With SIMD instructions one can do (theoreticly) 4 operations at a time. While most modern CPUs perform the SIMD instruction in 2+ cycles internally, this yields great performance improvements. In the latest (and upcoming) x86 CPUs, these operations are performed in 1 cycle internally.

The performance of the HotSpot JIT is ever increasing, but the gap between VM and native executable using SIMD, is widening. In vector-based code, or other mathematical SIMD-friendly algorithms, the performance can be multiplied by 200% - 400%, depending on the CPU's SIMD implementation.

__Making the JIT perform this optimisation behind the scenes is not sufficient__

  Programmers can invent smart(er) ways of dealing with data to make it SIMD-friendly / SIMD-optimal, while the JIT might overlook cases, or considers it too complex.

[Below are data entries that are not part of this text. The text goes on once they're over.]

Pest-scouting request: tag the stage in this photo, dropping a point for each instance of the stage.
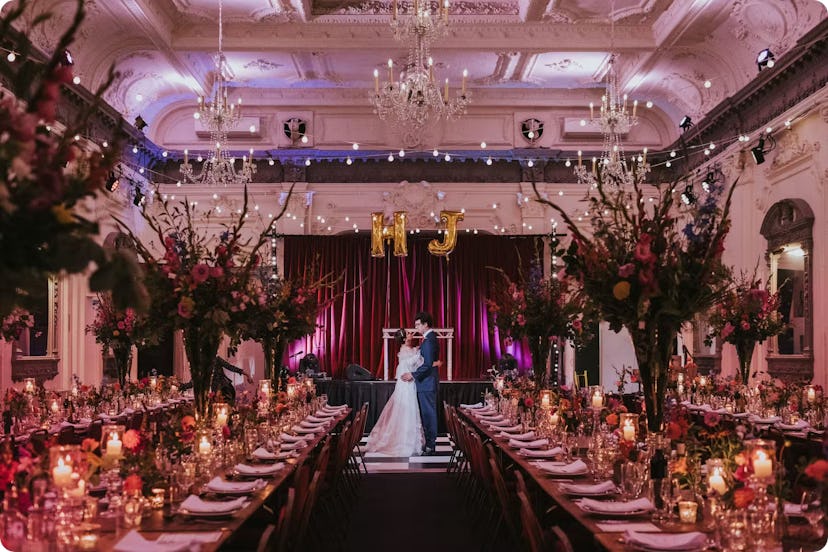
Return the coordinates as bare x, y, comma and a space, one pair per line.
376, 393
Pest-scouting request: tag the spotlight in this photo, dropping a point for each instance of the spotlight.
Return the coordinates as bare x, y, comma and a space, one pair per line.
66, 59
112, 182
765, 59
687, 196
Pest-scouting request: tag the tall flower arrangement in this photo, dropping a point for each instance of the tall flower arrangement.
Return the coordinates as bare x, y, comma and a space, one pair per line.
747, 313
649, 267
540, 309
114, 329
288, 312
45, 175
202, 284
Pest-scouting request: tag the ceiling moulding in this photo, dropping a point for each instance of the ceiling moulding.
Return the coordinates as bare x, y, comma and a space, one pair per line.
798, 74
490, 36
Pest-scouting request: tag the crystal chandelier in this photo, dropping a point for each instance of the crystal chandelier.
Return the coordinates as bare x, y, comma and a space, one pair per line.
614, 118
220, 116
416, 99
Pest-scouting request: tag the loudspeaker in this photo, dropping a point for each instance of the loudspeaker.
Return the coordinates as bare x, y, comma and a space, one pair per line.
355, 372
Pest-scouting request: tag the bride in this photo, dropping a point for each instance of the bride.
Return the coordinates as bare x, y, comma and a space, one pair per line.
399, 430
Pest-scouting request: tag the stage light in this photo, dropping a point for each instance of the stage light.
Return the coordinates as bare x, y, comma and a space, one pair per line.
765, 59
112, 182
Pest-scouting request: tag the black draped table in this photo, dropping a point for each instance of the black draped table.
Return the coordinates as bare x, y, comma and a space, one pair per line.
376, 394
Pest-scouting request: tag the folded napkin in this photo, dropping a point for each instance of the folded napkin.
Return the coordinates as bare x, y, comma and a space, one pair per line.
799, 424
667, 541
519, 437
134, 542
313, 425
268, 469
500, 425
220, 485
588, 488
575, 468
615, 507
195, 505
538, 443
511, 429
769, 420
306, 430
542, 453
263, 454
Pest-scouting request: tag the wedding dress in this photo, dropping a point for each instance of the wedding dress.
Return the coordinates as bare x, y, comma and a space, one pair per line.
399, 430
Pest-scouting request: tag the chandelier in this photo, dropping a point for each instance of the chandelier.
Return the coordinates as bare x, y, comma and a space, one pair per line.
416, 99
220, 116
615, 118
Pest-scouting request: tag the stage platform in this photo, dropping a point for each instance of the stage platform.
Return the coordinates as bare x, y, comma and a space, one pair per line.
376, 393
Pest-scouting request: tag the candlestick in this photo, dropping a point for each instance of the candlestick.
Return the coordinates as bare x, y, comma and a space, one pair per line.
204, 446
62, 474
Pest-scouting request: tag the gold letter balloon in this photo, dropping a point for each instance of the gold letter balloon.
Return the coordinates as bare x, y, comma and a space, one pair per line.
380, 233
445, 247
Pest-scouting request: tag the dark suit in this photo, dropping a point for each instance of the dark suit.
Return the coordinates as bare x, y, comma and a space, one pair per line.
427, 379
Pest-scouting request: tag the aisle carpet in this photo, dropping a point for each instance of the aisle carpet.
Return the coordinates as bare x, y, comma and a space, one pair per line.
402, 512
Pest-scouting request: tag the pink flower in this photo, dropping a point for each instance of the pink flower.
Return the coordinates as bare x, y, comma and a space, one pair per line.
627, 270
727, 330
200, 273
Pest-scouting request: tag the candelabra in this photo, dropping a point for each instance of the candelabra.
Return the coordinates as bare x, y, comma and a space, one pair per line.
614, 118
416, 100
220, 116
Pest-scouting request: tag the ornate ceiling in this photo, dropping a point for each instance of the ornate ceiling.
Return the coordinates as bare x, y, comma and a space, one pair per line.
306, 57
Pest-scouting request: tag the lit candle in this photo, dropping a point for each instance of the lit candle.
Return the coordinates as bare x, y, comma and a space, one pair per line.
114, 445
204, 446
762, 465
62, 474
687, 511
628, 431
717, 483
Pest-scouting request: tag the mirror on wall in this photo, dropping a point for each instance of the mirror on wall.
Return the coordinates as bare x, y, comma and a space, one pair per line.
788, 228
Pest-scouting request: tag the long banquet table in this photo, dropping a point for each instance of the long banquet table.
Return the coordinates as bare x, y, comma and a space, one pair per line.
159, 522
377, 393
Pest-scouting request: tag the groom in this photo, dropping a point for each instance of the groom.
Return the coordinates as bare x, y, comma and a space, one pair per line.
427, 378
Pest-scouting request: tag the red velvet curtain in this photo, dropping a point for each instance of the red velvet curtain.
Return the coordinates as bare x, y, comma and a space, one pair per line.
388, 292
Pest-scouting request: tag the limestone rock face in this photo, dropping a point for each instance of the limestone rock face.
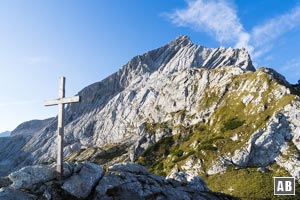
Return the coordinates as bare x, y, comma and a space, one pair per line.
180, 107
81, 184
29, 176
114, 109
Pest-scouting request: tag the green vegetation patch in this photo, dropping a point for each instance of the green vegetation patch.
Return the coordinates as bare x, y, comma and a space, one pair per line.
249, 183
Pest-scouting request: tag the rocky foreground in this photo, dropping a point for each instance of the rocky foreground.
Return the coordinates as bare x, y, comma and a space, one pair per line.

float[] translate = new float[4];
float[] scale = new float[4];
float[] src = new float[vectors * 4];
float[] dst = new float[vectors * 4];

int end = vectors * 4;
for(int i=0; i<end; i+=4)
   SIMD.mul4(src, i, scale, 0, dst, i);
   SIMD.add4(src, i, translate, 0, dst, i);

EVALUATION For the Java platform, it would be very uncharacteristic to provide an API of this sort. The details of the SIMD intructions differ across archictures (and over time) and idioms that ran faster on some platforms could run slower on others. These sorts of tranformations are better left to the jvm, which can more flexibly accomodate any issues of alignment and padding, data dependancies, etc. Closing as will not fix.